Minimax Robust Quickest Change Detection using Wasserstein Ambiguity Sets

TL;DR

This paper develops a minimax robust quickest change detection method using Wasserstein ambiguity sets, providing a data-driven, nonparametric approach that is computationally feasible and asymptotically optimal.

Contribution

It introduces a novel Wasserstein-distance-based ambiguity set for robust change detection and constructs a tractable, asymptotically optimal minimax test.

Findings

The proposed Wasserstein-based robust test outperforms existing methods.

The test is computationally tractable and asymptotically optimal.

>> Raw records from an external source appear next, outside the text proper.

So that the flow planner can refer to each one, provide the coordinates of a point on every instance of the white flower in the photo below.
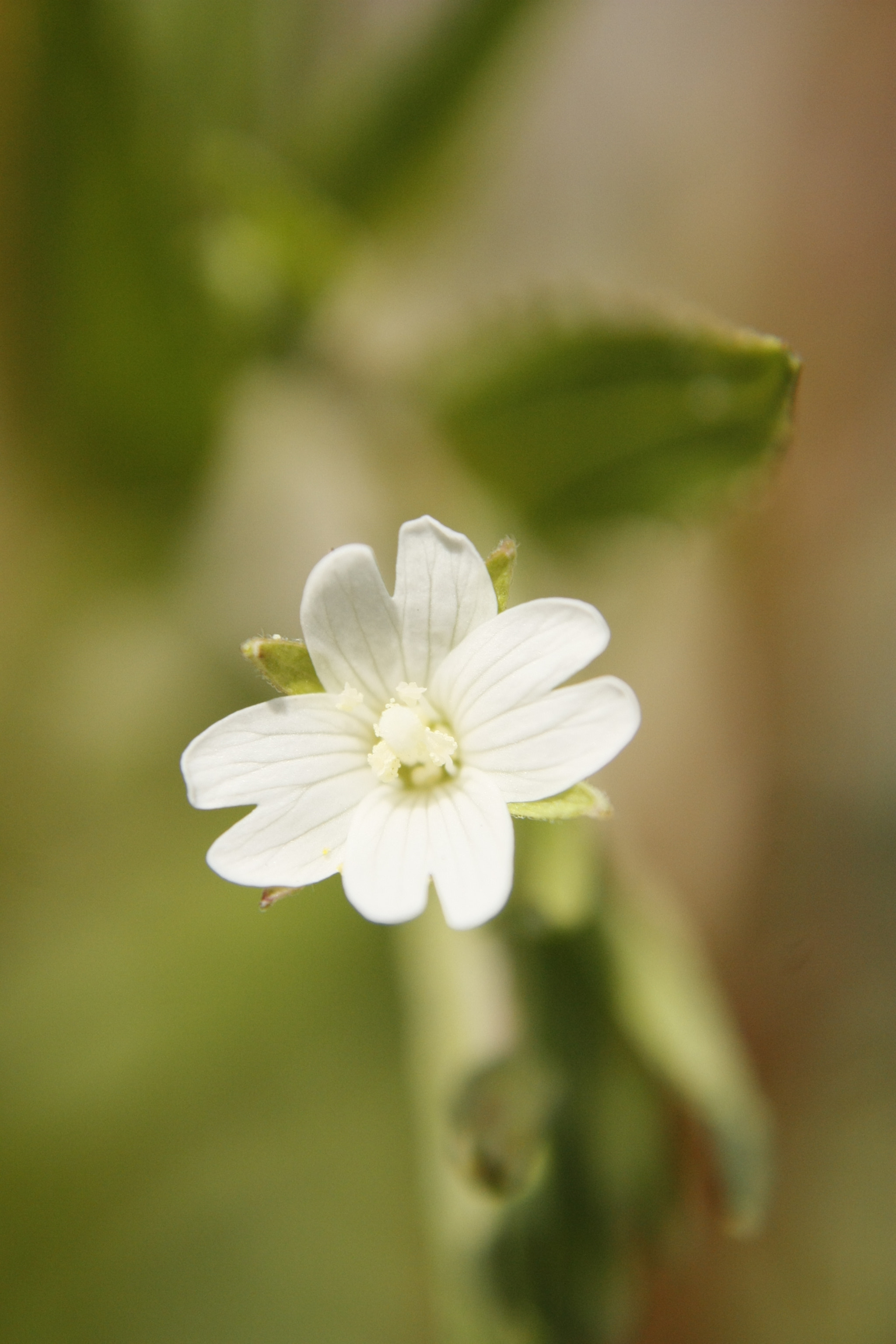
(437, 714)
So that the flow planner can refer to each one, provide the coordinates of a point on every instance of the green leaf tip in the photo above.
(578, 802)
(500, 565)
(285, 663)
(582, 417)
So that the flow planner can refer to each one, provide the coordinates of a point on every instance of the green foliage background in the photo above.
(205, 1115)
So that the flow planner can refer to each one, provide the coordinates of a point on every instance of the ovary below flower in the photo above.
(437, 714)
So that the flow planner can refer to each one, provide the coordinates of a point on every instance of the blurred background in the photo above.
(221, 246)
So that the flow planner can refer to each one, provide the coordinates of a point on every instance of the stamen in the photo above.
(385, 763)
(441, 746)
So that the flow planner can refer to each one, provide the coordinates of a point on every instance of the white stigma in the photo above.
(350, 698)
(406, 740)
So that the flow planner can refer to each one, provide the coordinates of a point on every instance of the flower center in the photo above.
(412, 741)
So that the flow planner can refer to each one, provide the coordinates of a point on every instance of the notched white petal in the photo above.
(460, 834)
(515, 659)
(351, 626)
(283, 744)
(538, 750)
(442, 592)
(294, 838)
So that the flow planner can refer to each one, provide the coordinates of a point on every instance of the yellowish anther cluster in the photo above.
(407, 740)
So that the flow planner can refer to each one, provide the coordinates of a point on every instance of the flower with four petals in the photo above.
(438, 711)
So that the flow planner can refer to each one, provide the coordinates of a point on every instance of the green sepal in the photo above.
(578, 802)
(500, 565)
(285, 663)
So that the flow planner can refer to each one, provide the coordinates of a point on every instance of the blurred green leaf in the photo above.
(270, 244)
(367, 140)
(671, 1007)
(499, 1123)
(565, 1258)
(581, 418)
(119, 369)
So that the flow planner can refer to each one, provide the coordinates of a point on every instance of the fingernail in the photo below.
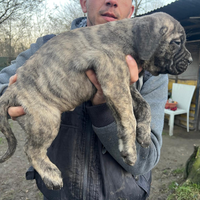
(128, 57)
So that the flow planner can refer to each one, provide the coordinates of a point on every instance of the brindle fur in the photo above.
(53, 81)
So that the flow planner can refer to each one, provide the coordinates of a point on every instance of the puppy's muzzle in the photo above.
(180, 66)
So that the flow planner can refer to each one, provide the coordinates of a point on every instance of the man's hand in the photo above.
(15, 111)
(99, 96)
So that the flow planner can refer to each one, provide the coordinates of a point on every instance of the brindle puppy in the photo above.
(53, 81)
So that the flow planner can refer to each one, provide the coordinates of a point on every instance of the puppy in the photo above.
(53, 81)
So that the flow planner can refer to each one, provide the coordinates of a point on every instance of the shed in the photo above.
(187, 12)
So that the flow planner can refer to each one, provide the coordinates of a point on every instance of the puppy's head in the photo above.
(166, 45)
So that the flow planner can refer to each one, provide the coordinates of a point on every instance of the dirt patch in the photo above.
(174, 153)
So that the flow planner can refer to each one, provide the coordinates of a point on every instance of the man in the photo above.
(86, 148)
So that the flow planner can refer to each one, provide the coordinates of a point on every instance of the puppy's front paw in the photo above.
(128, 153)
(143, 135)
(53, 180)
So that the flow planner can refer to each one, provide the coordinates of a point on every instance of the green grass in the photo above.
(186, 191)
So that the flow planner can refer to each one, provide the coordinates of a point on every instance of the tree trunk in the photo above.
(192, 168)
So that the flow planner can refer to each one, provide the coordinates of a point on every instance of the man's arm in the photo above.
(154, 91)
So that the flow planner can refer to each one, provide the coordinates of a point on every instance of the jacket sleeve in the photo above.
(9, 71)
(154, 91)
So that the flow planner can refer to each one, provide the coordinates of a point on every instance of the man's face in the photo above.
(102, 11)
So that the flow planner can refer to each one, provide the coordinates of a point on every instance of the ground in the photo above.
(174, 154)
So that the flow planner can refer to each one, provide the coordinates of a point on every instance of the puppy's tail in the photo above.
(6, 130)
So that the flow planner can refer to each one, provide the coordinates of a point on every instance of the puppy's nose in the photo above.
(190, 60)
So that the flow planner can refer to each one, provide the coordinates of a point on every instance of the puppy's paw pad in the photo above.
(144, 141)
(128, 153)
(56, 184)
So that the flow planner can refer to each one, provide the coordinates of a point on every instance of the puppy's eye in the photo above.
(176, 42)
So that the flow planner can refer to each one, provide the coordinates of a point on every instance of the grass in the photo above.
(185, 191)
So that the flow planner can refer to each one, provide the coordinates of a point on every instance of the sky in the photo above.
(52, 2)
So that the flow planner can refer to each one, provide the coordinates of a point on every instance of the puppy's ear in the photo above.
(148, 34)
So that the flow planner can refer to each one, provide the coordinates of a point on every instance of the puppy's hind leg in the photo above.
(40, 137)
(142, 113)
(115, 86)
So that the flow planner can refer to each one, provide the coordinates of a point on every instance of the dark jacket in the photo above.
(88, 170)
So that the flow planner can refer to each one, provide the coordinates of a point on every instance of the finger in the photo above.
(133, 68)
(16, 111)
(92, 77)
(12, 79)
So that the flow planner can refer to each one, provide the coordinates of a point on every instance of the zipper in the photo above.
(87, 154)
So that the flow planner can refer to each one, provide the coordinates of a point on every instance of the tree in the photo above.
(15, 8)
(143, 6)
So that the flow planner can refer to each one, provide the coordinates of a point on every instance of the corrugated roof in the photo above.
(188, 13)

It effectively handles distributional uncertainties without parametric assumptions.

Abstract

We study the robust quickest change detection under unknown pre- and post-change distributions. To deal with uncertainties in the data-generating distributions, we formulate two data-driven ambiguity sets based on the Wasserstein distance, without any parametric assumptions. The minimax robust test is constructed as the CUSUM test under least favorable distributions, a representative pair of distributions in the ambiguity sets. We show that the minimax robust test can be obtained in a tractable way and is asymptotically optimal. We investigate the effectiveness of the proposed robust test over existing methods, including the generalized likelihood ratio test and the robust test under KL divergence based ambiguity sets.